Metabolic Acidosis and Inflammatory Response Key Points

Metabolic acidosis is one of the most common abnormalities in patients suffering from serious diseases, and there is a growing evidence suggesting that acidosis itself has profound effects on the host, particularly in immune function.

Recent evidence suggests that the different forms of acidosis (metabolic and respiratory) and even different types of metabolic acidosis (hyperchloremic and lactic) may produce different effects on immune function.

Publications linking acidosis with the inflammatory response are limited, and a major criticism of the experimental studies is the strong acidification (pH 6.5–7.0), which shows more clearly the role of inflammation, and these levels of acidosis are rarely observed in the clinical setting.

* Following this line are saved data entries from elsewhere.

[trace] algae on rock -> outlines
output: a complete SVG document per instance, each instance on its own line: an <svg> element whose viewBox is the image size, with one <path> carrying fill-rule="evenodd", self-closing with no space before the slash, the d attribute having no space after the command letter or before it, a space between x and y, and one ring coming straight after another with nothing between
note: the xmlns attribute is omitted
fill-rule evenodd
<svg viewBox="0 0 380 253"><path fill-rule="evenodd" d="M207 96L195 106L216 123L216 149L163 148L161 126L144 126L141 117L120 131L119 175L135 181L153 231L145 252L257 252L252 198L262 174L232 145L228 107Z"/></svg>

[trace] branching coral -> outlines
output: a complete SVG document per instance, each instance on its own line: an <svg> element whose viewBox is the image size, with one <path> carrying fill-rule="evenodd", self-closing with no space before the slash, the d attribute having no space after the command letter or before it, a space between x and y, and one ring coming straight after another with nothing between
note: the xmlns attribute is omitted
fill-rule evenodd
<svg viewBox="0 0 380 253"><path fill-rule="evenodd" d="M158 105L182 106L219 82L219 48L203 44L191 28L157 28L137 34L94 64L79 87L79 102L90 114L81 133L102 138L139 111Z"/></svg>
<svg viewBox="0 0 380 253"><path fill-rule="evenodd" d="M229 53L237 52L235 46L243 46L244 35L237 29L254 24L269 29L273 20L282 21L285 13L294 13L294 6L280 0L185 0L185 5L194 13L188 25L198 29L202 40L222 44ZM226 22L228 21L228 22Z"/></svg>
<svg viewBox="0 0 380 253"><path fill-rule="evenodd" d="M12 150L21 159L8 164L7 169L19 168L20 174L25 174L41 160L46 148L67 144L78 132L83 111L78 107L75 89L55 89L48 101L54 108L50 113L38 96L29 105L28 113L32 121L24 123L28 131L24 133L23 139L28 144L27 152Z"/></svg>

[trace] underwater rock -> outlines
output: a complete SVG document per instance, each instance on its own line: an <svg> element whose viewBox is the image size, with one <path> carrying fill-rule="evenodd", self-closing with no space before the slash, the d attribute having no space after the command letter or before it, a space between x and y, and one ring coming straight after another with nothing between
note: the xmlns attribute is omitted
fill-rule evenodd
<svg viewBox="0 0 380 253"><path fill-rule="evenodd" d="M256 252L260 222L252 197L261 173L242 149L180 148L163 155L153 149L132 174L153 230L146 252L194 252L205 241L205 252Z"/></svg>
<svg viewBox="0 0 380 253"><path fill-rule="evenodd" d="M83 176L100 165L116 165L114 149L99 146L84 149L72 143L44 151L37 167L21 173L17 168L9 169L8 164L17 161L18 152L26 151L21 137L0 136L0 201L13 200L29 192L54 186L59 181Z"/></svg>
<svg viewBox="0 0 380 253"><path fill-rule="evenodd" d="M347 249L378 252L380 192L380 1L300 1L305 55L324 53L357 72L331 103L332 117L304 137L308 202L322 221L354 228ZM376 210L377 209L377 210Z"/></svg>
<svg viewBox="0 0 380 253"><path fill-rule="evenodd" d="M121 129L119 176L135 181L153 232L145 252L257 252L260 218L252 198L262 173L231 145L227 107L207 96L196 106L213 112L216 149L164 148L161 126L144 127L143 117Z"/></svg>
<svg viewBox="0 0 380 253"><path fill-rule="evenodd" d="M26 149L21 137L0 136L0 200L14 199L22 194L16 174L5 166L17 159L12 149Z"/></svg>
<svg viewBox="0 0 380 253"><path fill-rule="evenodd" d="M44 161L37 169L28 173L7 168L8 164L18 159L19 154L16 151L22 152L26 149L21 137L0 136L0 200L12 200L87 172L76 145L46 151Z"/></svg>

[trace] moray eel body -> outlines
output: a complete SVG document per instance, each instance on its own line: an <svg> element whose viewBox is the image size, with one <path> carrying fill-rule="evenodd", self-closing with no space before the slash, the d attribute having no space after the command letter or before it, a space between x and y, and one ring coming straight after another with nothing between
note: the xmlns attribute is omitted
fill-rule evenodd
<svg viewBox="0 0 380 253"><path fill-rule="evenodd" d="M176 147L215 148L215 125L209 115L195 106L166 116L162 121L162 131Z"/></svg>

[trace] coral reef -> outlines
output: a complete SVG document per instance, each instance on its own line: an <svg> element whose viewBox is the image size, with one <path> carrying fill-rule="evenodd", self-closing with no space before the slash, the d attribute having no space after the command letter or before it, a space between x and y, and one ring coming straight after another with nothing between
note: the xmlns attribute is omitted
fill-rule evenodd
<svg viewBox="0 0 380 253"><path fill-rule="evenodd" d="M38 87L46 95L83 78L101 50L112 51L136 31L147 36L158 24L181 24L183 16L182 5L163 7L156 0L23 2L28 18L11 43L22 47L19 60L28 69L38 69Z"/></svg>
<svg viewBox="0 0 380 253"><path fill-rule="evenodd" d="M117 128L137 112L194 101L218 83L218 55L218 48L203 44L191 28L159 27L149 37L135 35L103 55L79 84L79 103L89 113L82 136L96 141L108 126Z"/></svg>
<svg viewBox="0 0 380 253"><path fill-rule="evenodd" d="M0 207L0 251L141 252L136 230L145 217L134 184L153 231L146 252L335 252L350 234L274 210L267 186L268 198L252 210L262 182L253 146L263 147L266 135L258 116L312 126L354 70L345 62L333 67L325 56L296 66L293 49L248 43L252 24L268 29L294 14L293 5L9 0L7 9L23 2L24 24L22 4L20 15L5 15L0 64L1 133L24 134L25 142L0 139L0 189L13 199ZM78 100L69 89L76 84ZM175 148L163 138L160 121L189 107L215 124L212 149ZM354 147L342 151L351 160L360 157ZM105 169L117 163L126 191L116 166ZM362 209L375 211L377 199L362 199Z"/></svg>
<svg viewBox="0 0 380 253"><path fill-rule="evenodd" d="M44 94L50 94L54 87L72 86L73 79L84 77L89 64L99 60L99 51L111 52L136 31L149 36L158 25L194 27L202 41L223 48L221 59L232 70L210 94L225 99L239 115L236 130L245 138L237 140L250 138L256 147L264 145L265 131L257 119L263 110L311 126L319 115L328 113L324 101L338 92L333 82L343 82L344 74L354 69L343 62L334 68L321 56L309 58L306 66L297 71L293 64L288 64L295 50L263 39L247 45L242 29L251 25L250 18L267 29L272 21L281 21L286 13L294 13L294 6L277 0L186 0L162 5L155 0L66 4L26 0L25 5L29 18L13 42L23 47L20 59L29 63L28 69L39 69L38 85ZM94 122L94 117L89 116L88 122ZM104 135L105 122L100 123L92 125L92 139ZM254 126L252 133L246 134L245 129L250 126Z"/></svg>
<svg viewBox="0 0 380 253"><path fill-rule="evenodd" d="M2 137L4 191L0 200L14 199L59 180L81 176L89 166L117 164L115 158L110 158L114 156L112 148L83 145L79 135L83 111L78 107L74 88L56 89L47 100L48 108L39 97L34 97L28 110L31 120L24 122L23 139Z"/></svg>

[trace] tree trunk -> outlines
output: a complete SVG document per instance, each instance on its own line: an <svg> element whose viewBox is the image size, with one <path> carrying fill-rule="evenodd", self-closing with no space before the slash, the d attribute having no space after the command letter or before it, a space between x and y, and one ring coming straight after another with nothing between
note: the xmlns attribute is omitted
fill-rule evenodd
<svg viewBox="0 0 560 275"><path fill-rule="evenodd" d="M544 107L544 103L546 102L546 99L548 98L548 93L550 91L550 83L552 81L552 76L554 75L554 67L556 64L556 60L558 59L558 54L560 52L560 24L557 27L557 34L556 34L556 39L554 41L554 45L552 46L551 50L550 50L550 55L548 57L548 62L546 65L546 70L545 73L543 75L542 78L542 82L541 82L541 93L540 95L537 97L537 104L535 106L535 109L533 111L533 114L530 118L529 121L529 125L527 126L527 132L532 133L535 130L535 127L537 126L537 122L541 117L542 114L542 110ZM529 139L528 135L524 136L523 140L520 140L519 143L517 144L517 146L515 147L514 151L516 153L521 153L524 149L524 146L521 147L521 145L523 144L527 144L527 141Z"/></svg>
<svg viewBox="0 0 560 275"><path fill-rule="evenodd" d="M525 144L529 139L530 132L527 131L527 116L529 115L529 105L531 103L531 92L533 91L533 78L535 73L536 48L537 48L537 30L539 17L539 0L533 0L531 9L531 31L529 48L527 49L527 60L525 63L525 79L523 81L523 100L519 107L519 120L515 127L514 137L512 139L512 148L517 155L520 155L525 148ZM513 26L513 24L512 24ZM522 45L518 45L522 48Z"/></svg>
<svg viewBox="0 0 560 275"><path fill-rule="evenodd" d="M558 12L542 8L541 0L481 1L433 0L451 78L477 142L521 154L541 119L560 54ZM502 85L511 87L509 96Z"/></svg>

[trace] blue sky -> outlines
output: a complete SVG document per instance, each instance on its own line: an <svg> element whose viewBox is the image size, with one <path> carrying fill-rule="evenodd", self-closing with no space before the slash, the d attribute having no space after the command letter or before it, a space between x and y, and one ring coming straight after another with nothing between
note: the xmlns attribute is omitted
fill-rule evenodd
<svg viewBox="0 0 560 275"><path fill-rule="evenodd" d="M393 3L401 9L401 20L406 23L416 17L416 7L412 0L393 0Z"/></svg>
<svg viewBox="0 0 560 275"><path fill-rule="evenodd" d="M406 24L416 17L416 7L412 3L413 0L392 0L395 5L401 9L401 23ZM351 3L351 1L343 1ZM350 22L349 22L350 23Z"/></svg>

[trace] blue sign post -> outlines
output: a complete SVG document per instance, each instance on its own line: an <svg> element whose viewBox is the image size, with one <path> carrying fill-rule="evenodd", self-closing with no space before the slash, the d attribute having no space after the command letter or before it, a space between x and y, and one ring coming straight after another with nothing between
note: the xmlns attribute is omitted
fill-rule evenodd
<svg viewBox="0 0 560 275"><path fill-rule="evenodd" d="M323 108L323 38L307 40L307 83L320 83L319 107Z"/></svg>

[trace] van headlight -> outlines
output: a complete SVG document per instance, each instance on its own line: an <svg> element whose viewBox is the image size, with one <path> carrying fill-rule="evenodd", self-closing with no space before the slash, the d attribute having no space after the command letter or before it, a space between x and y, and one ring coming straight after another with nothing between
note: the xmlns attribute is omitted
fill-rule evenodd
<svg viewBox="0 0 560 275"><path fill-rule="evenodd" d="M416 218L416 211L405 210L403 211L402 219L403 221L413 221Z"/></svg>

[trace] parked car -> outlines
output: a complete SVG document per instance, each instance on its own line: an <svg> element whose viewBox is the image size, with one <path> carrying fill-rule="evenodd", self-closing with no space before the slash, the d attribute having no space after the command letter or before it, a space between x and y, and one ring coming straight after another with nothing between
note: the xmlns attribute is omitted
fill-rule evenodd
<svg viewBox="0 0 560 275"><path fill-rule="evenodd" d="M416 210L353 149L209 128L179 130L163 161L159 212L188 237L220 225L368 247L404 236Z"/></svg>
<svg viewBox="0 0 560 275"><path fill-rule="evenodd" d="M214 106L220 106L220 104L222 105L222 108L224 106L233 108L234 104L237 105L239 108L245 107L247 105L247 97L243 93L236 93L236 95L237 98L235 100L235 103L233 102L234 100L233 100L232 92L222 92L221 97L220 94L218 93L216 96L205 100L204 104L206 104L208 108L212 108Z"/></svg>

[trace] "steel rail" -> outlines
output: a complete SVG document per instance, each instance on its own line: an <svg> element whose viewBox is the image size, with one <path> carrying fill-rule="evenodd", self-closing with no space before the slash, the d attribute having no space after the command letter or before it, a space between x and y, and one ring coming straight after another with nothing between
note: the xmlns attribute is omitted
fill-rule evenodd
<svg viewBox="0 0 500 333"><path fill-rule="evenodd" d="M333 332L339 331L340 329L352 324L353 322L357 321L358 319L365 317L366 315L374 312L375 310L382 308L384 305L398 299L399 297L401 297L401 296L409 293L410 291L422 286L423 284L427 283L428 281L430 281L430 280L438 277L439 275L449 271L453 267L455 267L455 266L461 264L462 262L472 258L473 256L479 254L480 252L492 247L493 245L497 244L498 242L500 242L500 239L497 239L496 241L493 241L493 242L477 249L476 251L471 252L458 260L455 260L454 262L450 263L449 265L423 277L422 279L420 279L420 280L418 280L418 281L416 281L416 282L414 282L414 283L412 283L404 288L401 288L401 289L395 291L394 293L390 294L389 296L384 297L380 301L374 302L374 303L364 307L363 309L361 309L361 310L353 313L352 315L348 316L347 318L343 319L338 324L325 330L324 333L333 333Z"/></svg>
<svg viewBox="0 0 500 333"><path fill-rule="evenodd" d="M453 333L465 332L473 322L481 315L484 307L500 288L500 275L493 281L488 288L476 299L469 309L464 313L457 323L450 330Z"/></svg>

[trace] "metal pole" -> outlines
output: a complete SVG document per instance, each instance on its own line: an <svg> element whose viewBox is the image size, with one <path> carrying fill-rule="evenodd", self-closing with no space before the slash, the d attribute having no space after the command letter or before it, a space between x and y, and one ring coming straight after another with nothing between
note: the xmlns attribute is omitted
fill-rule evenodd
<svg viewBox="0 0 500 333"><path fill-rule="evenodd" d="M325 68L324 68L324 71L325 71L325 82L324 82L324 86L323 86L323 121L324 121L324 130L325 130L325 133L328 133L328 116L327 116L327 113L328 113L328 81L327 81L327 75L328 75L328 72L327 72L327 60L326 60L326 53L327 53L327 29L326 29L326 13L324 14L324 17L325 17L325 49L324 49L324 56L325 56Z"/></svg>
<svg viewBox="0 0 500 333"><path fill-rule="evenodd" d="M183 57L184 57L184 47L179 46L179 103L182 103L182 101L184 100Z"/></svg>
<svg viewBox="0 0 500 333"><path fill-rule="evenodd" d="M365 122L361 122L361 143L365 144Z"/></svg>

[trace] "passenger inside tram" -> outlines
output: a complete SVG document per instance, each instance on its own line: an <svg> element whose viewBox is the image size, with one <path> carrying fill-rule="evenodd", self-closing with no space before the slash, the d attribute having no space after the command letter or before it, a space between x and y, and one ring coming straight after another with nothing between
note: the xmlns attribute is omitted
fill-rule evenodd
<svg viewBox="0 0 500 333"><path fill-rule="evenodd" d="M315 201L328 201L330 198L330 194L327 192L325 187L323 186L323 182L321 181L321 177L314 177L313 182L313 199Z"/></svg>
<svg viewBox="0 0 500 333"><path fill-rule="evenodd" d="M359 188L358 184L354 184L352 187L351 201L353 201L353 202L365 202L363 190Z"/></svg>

Anion gap, bicarbonate, and lactate are possible biomarkers of the inflammation response.

Perhaps the most unequivocal data providing evidence of the immune response impairment emerge from the clinical studies of the organic acidosis and ketoacidosis. In general, the clinical acidemias are accompanied by immunodeficiency, including a reduction in white cell numbers, gamma globulins, and mitogenic responses, a diminution of the inflammatory response.

Nowadays, to consider what the best strategies to treat metabolic acidosis, considering the inflammatory response is an exercise in speculation and hypotheses.

The administration of selective inhibitors of NHE1 minimizes the degree of cellular injury and improves survival.

The correction of metabolic acidosis as an isolated marker needs to be abandoned and considered as being an essential part of the systemic inflammatory response. Is it better to consider “body acid-base-imbalance” than “blood acid-base-imbalance”?